Australia’s Policy on Medicines Policy in International Forums: Intellectual Property Protection and Public Health

Queensland, Australia. Photo by Borderpolar Photographer via Unsplash.

Universal access to affordable medicines depends on national legislation that is constrained by a range of international agreements. Tensions and contradictions between industry profitability and health objectives characterize debates on access, innovation and regulation. The Trade-Related Aspects of Intellectual Property (TRIPS) Agreement in 1995 contributed to a gradual strengthening of intellectual property (IP) protections, which increased cost barriers to medicines for consumers and the cost burden on national health systems. Countries have since been pressured to adopt IP protections in excess of the TRIPS agreement and tensions have continued to grow between public health and IP protections.

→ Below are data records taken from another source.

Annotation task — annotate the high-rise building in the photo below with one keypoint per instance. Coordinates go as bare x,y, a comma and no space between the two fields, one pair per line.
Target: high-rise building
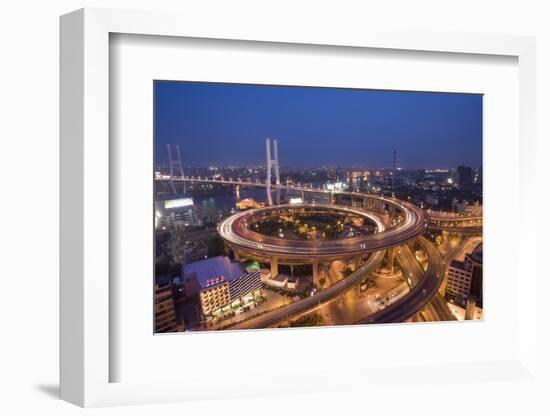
465,277
165,312
219,282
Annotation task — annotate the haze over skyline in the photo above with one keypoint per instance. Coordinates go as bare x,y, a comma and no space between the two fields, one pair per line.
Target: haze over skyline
219,124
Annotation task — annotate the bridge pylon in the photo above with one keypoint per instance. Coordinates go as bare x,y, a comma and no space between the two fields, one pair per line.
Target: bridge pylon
272,165
175,167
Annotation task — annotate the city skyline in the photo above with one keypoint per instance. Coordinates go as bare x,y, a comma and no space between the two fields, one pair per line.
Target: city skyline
306,121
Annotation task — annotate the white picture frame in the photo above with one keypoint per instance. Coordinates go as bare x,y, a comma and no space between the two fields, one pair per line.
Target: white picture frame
85,177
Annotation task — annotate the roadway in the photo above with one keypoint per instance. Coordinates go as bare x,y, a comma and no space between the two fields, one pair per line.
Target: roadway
235,232
272,317
425,288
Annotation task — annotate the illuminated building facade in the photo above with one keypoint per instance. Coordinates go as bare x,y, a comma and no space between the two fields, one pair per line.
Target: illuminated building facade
219,282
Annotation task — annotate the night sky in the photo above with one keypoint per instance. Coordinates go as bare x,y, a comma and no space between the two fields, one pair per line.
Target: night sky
219,124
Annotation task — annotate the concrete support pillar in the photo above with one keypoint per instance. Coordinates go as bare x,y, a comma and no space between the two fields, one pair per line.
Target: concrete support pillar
315,269
274,266
391,259
356,263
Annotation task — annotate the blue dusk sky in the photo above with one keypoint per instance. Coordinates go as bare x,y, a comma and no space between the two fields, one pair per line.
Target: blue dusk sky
218,124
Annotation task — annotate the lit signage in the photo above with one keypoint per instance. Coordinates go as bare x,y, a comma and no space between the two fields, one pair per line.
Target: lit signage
178,203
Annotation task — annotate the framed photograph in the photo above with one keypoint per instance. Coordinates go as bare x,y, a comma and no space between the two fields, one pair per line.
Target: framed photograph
266,205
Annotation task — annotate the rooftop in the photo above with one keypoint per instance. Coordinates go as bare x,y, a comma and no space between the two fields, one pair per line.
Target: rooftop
215,270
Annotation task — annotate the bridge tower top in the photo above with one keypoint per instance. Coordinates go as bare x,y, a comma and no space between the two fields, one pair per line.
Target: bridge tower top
176,168
272,165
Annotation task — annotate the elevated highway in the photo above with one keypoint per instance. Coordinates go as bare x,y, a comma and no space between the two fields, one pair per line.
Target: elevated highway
426,285
273,317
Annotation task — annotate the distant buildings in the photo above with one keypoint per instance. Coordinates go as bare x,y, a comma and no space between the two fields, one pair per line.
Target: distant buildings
174,212
248,203
219,282
463,207
465,278
465,175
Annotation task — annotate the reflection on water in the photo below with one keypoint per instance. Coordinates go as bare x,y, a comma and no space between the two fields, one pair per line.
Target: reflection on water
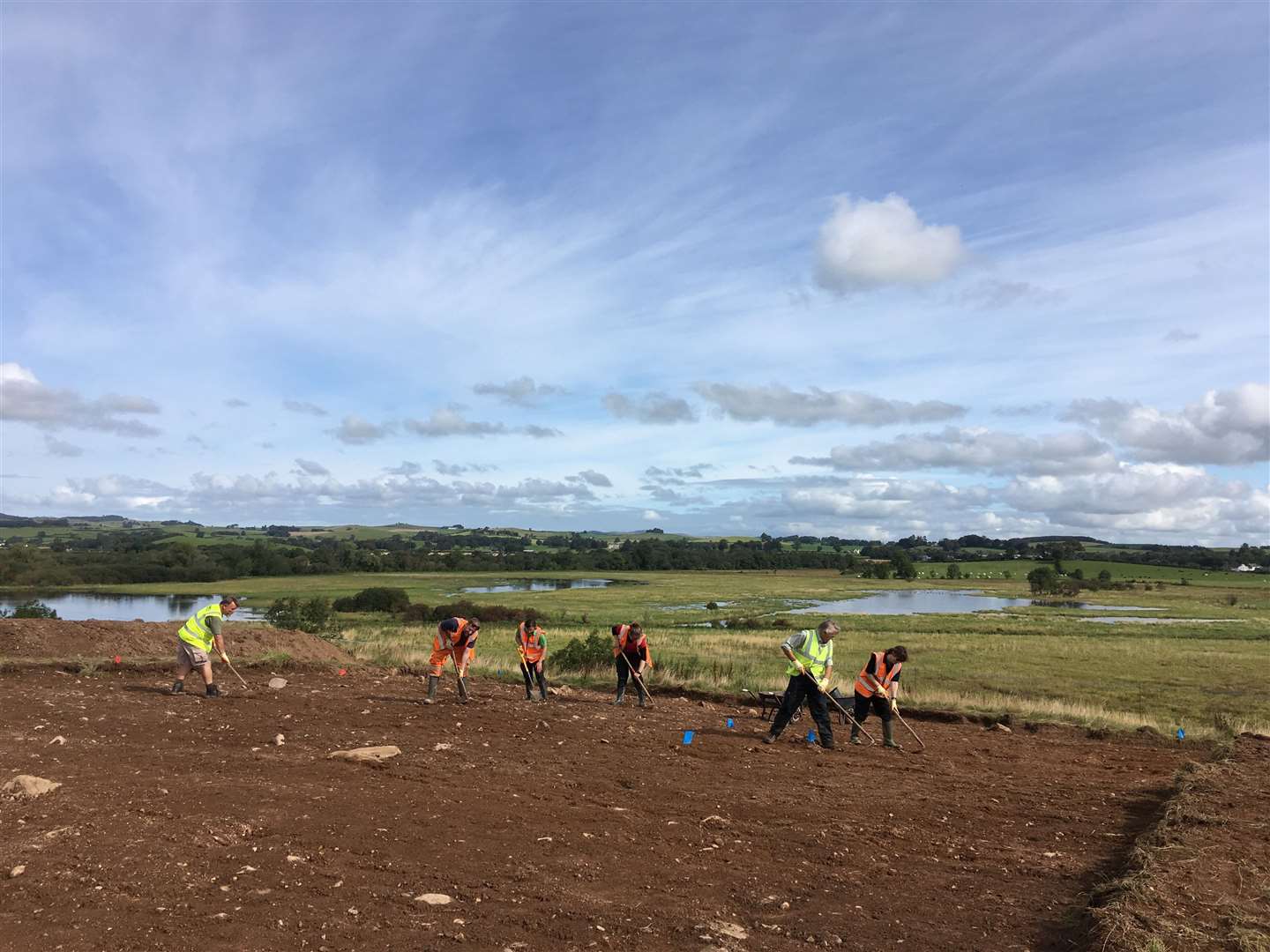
77,607
537,585
941,602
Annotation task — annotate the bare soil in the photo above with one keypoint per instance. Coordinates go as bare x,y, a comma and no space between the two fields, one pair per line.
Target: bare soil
560,825
144,643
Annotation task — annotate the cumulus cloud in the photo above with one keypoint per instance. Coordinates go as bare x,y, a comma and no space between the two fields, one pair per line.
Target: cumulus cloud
355,430
300,406
26,400
973,450
652,407
521,391
308,467
451,421
57,447
866,244
780,404
1224,427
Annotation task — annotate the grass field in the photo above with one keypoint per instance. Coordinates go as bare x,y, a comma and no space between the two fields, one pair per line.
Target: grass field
1035,661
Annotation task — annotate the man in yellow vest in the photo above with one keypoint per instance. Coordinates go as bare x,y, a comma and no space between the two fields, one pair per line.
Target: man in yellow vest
878,687
196,640
811,655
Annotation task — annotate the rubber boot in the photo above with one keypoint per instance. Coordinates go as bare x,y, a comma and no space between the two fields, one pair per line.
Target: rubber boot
888,735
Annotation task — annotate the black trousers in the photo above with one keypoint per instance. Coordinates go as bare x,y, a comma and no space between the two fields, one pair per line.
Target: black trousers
880,707
802,688
530,671
624,672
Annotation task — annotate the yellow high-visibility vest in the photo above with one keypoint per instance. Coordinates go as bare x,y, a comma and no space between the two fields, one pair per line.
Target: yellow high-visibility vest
196,632
816,655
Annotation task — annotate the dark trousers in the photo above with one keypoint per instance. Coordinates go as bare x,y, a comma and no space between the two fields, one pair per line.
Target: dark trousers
624,672
799,689
880,707
530,671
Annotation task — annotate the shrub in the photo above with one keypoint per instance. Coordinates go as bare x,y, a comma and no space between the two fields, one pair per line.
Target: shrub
375,599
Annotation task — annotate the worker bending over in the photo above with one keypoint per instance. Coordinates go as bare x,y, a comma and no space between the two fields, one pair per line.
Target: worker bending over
455,639
811,654
878,687
197,637
531,643
630,654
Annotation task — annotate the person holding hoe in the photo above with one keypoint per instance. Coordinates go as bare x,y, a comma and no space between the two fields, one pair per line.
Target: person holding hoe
630,655
196,640
811,655
878,687
455,640
531,645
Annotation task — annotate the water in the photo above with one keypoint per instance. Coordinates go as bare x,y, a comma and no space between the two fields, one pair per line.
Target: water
80,606
537,585
938,602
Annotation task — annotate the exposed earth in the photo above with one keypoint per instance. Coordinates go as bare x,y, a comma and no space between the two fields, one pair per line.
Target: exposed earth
182,824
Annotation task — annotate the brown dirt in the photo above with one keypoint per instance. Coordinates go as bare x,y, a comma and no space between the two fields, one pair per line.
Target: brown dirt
1203,879
140,643
568,825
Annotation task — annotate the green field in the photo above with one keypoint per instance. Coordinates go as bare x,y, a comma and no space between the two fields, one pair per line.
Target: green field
1034,661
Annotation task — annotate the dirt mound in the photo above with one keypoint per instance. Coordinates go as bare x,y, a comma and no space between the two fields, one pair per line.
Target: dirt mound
1201,877
138,643
566,825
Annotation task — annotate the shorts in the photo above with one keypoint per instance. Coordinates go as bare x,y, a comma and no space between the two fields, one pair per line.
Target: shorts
190,655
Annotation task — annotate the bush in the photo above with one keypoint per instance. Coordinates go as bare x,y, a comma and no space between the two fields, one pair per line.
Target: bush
375,599
311,614
31,609
585,655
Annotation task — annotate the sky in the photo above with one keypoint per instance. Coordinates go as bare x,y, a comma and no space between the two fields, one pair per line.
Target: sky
854,270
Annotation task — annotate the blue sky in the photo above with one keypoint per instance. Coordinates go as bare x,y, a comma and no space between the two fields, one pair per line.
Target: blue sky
851,270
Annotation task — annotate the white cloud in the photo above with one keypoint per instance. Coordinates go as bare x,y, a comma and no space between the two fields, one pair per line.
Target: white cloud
652,407
26,400
780,404
303,406
521,391
308,467
355,432
1224,427
973,450
866,244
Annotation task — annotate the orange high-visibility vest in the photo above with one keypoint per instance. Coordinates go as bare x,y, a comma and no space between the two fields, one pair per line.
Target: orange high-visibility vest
882,675
624,639
530,643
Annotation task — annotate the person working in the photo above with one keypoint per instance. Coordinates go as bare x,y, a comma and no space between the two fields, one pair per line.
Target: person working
811,654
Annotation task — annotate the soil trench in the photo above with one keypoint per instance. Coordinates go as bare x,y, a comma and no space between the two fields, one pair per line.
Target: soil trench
563,825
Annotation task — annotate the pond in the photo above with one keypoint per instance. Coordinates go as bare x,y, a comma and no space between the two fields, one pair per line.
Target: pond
81,606
540,585
940,602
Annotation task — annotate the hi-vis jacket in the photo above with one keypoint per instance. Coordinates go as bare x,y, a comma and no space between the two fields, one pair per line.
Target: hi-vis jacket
814,654
196,629
531,643
882,678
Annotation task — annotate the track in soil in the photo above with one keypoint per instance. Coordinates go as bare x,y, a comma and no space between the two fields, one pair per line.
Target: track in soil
560,825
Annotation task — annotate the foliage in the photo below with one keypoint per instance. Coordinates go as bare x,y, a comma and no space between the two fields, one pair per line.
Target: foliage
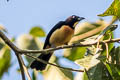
99,62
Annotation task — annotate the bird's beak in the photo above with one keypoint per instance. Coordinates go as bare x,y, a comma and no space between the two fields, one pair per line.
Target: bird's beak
80,18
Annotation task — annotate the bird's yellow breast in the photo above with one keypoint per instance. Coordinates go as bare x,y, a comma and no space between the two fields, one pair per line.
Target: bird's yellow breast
61,36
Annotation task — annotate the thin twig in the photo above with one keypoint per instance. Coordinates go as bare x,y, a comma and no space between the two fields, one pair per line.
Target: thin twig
21,66
25,69
107,52
70,69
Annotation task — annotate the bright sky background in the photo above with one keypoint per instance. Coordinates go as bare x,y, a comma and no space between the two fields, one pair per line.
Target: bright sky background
18,16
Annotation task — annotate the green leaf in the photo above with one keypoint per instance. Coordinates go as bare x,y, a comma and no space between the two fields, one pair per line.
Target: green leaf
113,70
37,32
113,10
99,72
75,53
85,77
89,61
54,73
5,60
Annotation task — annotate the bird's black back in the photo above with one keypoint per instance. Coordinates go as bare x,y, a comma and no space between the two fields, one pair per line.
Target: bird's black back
57,26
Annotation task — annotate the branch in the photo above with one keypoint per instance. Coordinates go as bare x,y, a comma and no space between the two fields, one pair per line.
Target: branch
68,46
12,46
40,60
20,64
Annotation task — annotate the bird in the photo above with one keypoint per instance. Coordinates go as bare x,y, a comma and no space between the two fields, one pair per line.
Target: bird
59,35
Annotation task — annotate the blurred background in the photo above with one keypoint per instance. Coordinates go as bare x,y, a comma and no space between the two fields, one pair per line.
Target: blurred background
18,16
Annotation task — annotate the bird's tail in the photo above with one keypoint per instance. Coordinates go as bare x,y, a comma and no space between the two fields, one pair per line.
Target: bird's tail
39,65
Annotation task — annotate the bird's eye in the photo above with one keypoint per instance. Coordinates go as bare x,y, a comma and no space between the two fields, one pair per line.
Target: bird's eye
73,16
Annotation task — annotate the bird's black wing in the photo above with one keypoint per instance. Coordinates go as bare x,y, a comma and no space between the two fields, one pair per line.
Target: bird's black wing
57,26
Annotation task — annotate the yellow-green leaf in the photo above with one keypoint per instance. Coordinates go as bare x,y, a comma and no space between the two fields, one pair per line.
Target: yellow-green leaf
37,31
113,10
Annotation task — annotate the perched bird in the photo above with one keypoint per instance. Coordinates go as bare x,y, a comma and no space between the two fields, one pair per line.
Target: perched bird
60,34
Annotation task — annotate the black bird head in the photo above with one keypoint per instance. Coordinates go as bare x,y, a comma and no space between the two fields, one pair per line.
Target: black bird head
73,20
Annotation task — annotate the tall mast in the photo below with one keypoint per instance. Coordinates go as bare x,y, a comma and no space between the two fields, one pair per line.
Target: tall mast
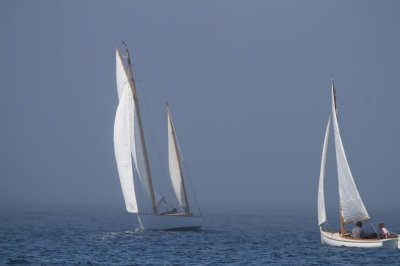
179,159
137,109
342,227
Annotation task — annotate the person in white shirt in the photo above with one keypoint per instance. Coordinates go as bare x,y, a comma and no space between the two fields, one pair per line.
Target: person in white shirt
357,231
383,232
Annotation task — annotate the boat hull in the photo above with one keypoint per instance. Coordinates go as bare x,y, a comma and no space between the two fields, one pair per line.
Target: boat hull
178,222
336,240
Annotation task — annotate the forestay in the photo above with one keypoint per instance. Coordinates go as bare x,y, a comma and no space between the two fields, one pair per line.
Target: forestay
321,196
174,165
351,204
136,138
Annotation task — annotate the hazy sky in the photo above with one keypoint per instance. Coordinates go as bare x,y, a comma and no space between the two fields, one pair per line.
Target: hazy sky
249,87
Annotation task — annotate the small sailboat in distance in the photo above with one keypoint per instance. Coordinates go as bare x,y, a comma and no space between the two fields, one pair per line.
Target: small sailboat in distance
352,209
134,167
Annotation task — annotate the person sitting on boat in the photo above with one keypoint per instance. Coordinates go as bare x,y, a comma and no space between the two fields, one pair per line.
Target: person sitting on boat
383,232
357,231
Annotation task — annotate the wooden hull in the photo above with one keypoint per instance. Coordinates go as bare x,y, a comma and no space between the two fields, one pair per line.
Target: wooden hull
336,240
178,222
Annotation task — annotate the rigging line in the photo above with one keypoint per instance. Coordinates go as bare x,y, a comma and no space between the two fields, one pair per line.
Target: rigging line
152,130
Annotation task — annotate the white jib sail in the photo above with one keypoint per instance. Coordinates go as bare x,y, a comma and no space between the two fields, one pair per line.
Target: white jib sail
138,154
351,204
174,167
136,142
321,196
122,146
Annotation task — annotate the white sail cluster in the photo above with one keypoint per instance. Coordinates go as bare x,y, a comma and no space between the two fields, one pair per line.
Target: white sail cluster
321,196
351,204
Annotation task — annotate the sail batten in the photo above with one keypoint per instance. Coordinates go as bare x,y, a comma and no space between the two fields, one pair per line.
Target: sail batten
321,196
351,204
175,168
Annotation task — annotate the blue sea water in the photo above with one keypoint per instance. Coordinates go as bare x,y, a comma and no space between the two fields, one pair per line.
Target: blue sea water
108,237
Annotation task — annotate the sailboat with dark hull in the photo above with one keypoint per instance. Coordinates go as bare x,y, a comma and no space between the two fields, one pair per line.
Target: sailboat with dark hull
352,208
133,162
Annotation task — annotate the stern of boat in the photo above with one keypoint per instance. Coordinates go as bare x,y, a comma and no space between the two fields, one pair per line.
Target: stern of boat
171,222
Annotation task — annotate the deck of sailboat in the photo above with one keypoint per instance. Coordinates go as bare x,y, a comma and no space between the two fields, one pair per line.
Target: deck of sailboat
336,239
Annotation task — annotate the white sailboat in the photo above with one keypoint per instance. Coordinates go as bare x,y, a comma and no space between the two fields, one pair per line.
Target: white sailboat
352,208
133,163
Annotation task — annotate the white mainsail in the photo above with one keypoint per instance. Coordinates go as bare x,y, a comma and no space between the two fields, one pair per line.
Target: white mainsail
122,147
321,196
121,76
175,169
351,204
136,143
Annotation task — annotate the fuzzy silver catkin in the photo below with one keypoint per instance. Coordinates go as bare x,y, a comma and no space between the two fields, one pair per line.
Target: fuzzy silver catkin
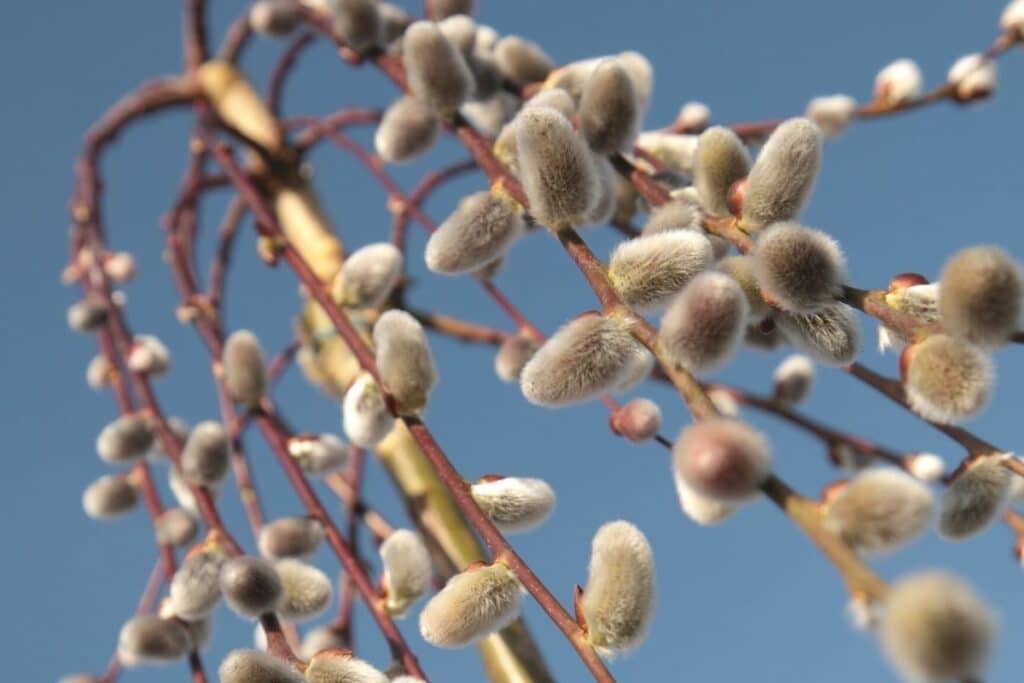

A journal article in the Journal of Australian Political Economy by David G. Legge, Deborah H. Gleeson, Hans Löfgren and Belinda Townsend explains the role of the Australian government in three forums where international norms and agreements affecting the pricing, innovation and regulation of medicines have been negotiated: the World Health Organization (WHO), the Anti-Counterfeiting Trade Agreement (ACTA) and the Trans-Pacific Partnership Agreement (TPP).

The authors find that in the WHO, Australia has failed to support a role for the organization in encouraging developing countries to adopt legislation which takes full advantage of flexibilities under the TRIPS Agreement. With respect to the ACTA, Australia supported attempts to establish a reinforced IP enforcement regime, with the expectation developing countries would eventually be forced to join. Overall, Australia has consistently supported the agenda for stronger IP protections and has been opposed to the WHO playing a role in promoting trade and health policy coherence. The authors call for closer monitoring of Australia’s official position in negotiations and stronger demand for policies informed by public health objectives and development solidarity.